# Disclaimer:

DeepSphere.AI developed these
materials based on its team’s expertise
and technical infrastructure, and we
are sharing these materials strictly for
learning and research. These learning
resources may not work on other learning
infrastructures and DeepSphere.AI
advises the learners to use these materials
at their own risk. As needed, we will be
changing these materials without any
notification and we have full ownership
and accountability to make any change
to these materials.

# Import Libraries and Set Configurations

In [1]:
import re
import pandas as pd
import bs4
import requests
import spacy
from spacy import displacy
from spacy.matcher import Matcher 
from spacy.tokens import Span 
import networkx as nx
import matplotlib.pyplot as plt
from tqdm import tqdm

pd.set_option('display.max_colwidth', 200)
%matplotlib inline

# Class KnowledgeGraph

In [2]:
class KnowledgeGraph:
  def __init__(self, vAR_candidate_sentences):
    #constructor
    #vAR_candidate_sentences - csv input file
    self.vAR_nlp = spacy.load('en_core_web_sm') #load spacy
    self.vAR_candidate_sentences = vAR_candidate_sentences
    self.vAR_entity_pairs = []
    self.vAR_kg_df = None
    self.vAR_relations = None

  def display_samples(self):
    #method to display samples
    print(self.vAR_candidate_sentences['sentence'].sample(5))

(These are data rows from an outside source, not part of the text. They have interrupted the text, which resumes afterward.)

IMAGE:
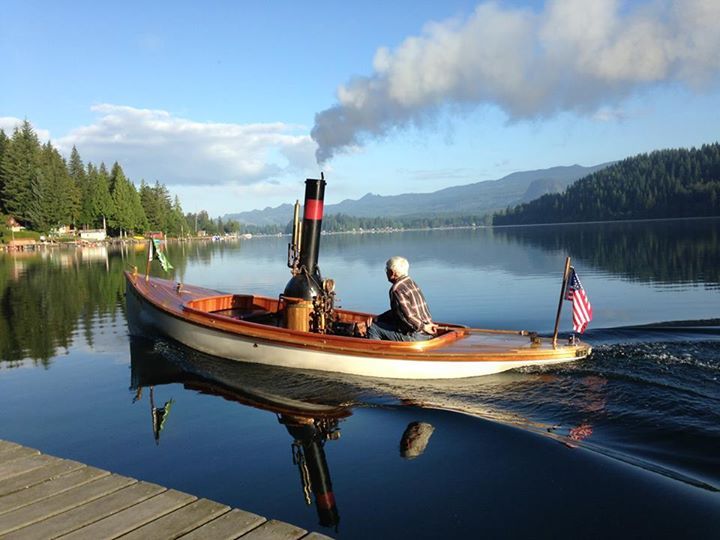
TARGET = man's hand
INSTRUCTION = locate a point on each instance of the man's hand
(430, 328)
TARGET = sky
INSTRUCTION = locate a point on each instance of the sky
(232, 104)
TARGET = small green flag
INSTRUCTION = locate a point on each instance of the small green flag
(157, 253)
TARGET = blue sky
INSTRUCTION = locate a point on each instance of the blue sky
(231, 103)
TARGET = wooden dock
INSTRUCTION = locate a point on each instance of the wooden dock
(43, 497)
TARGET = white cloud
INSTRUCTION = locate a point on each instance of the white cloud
(573, 55)
(9, 123)
(156, 145)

  def tokenize(self, vAR_doc):
    #method to tokenize the input vAR_doc
    vAR_doc = self.vAR_nlp("the drawdown process is governed by astm standard d823")

    for tok in vAR_doc:
      print(tok.text, "...", tok.dep_)

  def get_entities(self, vAR_sent):
    #method to get entities from input sentence
    ## chunk 1
    vAR_ent1 = ""
    vAR_ent2 = ""

    vAR_prv_tok_dep = ""    # dependency tag of previous token in the sentence
    vAR_prv_tok_text = ""   # previous token in the sentence

    vAR_prefix = ""
    vAR_modifier = ""

    #############################################################
    
    for tok in self.vAR_nlp(vAR_sent):
      ## chunk 2
      # if token is a punctuation mark then move on to the next token
      if tok.dep_ != "punct":
        # check: token is a compound word or not
        if tok.dep_ == "compound":
          vAR_prefix = tok.text
          # if the previous word was also a 'compound' then add the current word to it
          if vAR_prv_tok_dep == "compound":
            vAR_prefix = vAR_prv_tok_text + " "+ tok.text
        
        # check: token is a modifier or not
        if tok.dep_.endswith("mod") == True:
          vAR_modifier = tok.text
          # if the previous word was also a 'compound' then add the current word to it
          if vAR_prv_tok_dep == "compound":
            vAR_modifier = vAR_prv_tok_text + " "+ tok.text
        
        ## chunk 3
        if tok.dep_.find("subj") == True:
          vAR_ent1 = vAR_modifier +" "+ vAR_prefix + " "+ tok.text
          vAR_prefix = ""
          vAR_modifier = ""
          vAR_prv_tok_dep = ""
          vAR_prv_tok_text = ""      

        ## chunk 4
        if tok.dep_.find("obj") == True:
          vAR_ent2 = vAR_modifier +" "+ vAR_prefix +" "+ tok.text
          
        ## chunk 5  
        # update variables
        vAR_prv_tok_dep = tok.dep_
        vAR_prv_tok_text = tok.text
    #############################################################

    return [vAR_ent1.strip(), vAR_ent2.strip()]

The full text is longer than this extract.